If there was an OFFICE OF THE GUARDIAN then it would have the ability to present to judges
the complete relevant history of certain constitutional issues and even could challenge the
government or any State premier if any of them contemplated unconstitutional legislation.
* What is this making a difference to the man on the street?
**#** Answer;
Currently, the ordinary person on the street would need more then likely several hundreds of
thousands of dollars to try to challenge any unconstitutional conduct, and as such forget about that
ability.
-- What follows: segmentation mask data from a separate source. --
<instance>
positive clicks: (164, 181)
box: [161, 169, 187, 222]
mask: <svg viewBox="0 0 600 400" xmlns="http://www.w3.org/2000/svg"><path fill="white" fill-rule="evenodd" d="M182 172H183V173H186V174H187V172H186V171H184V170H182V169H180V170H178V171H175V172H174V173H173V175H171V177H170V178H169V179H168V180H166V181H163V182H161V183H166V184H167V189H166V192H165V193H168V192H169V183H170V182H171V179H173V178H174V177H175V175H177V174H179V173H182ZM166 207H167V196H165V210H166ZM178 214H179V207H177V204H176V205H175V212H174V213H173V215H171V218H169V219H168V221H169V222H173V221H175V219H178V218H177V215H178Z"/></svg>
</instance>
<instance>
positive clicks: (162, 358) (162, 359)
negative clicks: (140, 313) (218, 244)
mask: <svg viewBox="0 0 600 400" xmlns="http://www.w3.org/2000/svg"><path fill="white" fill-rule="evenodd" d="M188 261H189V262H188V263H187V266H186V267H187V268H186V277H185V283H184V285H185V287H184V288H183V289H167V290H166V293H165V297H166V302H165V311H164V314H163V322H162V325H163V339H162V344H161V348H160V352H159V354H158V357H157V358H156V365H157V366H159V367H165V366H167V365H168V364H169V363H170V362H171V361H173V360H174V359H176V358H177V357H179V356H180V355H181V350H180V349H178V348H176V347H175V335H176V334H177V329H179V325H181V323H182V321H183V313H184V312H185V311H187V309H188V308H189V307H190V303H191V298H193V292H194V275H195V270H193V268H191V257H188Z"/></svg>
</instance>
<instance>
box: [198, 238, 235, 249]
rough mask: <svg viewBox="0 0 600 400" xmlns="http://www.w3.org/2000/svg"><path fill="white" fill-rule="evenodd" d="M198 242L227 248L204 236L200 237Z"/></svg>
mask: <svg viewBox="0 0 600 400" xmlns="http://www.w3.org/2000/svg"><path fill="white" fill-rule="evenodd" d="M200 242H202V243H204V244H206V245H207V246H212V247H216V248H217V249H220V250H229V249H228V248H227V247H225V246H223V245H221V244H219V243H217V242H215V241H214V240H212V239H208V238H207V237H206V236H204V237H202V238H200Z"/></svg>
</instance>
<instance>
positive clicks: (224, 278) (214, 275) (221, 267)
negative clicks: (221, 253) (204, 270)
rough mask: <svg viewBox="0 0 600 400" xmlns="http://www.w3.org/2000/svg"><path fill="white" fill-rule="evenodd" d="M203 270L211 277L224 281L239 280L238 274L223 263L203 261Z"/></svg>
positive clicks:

Hence, more then likely unless some rich company takes on the Government, the
Government gets away with any unconstitutional conduct, whereas if there was an OFFICE OF
THE GUARDIAN then it could take up the matter and we would still have enforcement of
constitutional powers and limitations without some poor devil being caused to pay a lot of legal cost
where his case was railroaded by the judges.
With premiers willing to hand over legislative powers disregarding any referendum for the people
to have their say, as is constitutionally required, it is going from bad to worse.
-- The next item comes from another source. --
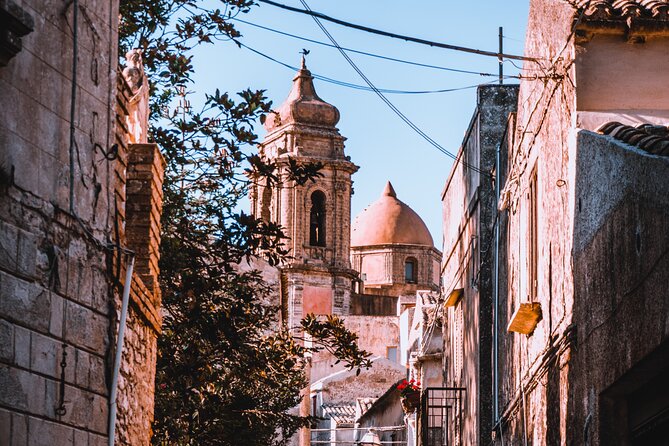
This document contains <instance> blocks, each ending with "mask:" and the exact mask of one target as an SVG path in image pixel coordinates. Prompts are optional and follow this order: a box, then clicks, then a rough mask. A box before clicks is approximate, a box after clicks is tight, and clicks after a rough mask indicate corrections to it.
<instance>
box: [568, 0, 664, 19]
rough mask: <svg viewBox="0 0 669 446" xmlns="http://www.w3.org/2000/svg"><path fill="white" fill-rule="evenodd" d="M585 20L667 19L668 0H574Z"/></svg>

With an OFFICE OF THE GUARDIAN these and numerous other issues can be resolved without
having people for example being detained/deported unconstitutionally.
There is basically a total breakdown in DUE PROCESS OF LAW where some Minister or some
bureaucrat can have a person deported, regardless that person having been lawfully in the
Commonwealth of Australia but merely because they cannot bother to follow proper legal
procedures the Framers of the Constitution stipulated were to be followed.
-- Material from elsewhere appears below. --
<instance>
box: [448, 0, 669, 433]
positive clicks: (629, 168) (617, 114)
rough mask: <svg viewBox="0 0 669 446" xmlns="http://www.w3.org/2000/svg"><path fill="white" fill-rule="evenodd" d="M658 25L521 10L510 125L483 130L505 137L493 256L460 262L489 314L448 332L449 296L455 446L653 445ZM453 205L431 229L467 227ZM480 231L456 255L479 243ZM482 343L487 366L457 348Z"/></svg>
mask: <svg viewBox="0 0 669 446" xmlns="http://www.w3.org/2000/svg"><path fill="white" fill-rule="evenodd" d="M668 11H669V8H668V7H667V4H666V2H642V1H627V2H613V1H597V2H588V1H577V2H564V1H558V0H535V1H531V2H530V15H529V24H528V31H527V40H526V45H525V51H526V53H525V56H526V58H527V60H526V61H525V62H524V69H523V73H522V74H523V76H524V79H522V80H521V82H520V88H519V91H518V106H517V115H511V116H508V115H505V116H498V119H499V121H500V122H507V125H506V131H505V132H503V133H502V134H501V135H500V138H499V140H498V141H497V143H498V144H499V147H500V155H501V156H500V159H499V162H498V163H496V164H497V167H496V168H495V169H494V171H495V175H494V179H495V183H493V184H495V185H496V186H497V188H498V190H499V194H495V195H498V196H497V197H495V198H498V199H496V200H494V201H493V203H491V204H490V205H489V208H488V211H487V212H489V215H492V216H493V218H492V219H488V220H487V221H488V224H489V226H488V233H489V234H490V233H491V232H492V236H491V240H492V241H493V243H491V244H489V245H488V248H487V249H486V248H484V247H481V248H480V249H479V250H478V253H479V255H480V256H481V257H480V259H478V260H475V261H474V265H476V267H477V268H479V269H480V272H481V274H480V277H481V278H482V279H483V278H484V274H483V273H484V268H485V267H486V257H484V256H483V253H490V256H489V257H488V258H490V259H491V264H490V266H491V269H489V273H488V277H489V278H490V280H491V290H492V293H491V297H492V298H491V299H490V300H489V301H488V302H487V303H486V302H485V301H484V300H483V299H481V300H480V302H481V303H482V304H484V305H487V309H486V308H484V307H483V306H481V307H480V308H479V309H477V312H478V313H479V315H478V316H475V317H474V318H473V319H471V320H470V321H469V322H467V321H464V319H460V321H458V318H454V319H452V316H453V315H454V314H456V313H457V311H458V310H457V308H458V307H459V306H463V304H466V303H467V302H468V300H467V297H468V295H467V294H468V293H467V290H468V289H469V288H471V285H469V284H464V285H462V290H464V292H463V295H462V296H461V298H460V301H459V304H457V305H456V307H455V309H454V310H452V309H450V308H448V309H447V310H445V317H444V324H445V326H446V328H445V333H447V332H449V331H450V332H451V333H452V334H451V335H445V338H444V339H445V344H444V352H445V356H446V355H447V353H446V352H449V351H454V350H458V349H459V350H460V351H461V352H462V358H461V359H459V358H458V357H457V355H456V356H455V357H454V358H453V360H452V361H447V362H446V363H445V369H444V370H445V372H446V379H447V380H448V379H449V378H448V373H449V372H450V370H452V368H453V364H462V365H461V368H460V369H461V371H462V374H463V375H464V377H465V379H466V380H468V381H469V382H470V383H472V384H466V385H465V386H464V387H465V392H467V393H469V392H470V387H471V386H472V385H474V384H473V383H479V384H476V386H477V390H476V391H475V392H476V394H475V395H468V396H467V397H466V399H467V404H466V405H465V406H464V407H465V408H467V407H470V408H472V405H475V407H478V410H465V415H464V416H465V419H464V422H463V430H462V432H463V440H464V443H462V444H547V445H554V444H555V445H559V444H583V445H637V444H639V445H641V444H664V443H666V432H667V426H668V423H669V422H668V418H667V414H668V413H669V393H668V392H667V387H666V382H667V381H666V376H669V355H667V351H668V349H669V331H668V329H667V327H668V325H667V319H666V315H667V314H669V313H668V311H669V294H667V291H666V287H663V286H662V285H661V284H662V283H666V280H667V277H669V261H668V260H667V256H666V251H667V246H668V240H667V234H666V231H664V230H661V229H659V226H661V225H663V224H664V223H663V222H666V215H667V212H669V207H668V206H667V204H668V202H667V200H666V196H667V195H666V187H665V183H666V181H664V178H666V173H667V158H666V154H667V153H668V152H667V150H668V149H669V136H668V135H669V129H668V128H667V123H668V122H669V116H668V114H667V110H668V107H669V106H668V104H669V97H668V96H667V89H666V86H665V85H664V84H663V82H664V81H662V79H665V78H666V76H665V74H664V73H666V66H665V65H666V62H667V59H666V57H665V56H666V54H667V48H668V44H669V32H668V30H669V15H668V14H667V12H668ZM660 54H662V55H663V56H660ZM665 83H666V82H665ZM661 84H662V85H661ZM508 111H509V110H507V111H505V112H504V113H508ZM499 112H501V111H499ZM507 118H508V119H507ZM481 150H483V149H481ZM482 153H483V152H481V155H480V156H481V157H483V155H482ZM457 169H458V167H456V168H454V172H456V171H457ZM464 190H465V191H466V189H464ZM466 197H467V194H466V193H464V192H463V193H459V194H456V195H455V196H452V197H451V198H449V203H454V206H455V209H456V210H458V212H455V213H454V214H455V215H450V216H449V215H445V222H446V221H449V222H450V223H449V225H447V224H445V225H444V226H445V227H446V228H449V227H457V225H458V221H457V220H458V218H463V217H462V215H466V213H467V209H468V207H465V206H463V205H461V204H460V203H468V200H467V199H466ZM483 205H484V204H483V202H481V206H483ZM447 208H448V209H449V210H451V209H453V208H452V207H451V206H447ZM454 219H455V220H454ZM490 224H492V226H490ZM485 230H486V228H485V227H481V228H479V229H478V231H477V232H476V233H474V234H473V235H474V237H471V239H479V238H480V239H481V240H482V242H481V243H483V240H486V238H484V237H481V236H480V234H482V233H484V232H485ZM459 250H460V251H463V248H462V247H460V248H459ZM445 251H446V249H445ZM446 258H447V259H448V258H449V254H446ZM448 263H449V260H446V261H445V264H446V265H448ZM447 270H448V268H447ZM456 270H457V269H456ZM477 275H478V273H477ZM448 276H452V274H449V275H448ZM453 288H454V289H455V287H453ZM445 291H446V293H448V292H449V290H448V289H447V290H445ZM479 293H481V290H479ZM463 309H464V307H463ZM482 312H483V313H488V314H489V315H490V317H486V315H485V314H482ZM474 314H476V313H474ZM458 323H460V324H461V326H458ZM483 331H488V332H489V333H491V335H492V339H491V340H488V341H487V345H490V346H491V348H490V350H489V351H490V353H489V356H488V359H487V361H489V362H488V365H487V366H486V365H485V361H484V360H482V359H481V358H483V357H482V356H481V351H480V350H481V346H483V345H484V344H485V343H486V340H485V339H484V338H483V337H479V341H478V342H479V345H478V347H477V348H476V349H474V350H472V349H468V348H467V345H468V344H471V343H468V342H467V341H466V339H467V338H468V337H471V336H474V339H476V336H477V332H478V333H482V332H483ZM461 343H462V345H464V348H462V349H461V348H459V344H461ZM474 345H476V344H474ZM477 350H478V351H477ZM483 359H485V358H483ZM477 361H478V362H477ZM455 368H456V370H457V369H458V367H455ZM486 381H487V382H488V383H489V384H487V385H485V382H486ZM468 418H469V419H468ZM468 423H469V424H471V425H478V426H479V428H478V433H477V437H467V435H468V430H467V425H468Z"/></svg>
The issue is we must protect the constitutional and other legal rights of any person, regardless of
their standing in society! With an OFFICE OF THE GUARDIAN we may achieve this better.
* Gary having done all this work and considering the wrongful appointment of the governor-
General who in turn is appointing Judges and also Members of parliament and considering that the
High Court of Australia judges all lack their constitutional “Australian citizenship” how would you
sum up then their judgment also in that regard about the WorkChoices legislation of 14 November
2006?
**#** An utter constitutional mess! And that is precisely what my case on appeals before the
County Court of Victoria was about, and I succeeded UNCHALLENGED on all constitutional
issues I raised, including those but not limited to those stated in the Section 78B NOTICE OF
CONSTITUTIONAL MATTERS, and as such the Court should attend to all this and seek to
address matters before making it a further legal soup!
COMMENT This document has exceeded my intentions as to volume by more then double but to
cut it down for this Chapter may not be right, hence I have left it in the manner it was compiled
other then to have reduced it with certain quotations of Chapters and instead refer to the Chapter as
such. Numerous other issues are at hand but have been left out (but are on the CD issue), as it would
too much increase the volume of this Chapter. However, it must be understood that this Chapter
must not be deemed to address all issues and relate to all relevant material but is merely an
indication that there is something drastically wrong how the High Court of Australia allowed, with I
view with a disregard of proper research relating all relevant matters, the Amendment Act regarding
WorkChoices legislation to be deemed constitutional valid. As per my 5 November 2005 post
(see page140) the Bill was not appropriately voted upon and therefore constitutionally invalid!
Upon this the High Court of Australia also should have declare the legislation ULTRA VIRES
(NULL AND VOID) , as the Framers of the Constitution made clear (and so embedded in the
Constitution) it could do so lacking proper process having been followed.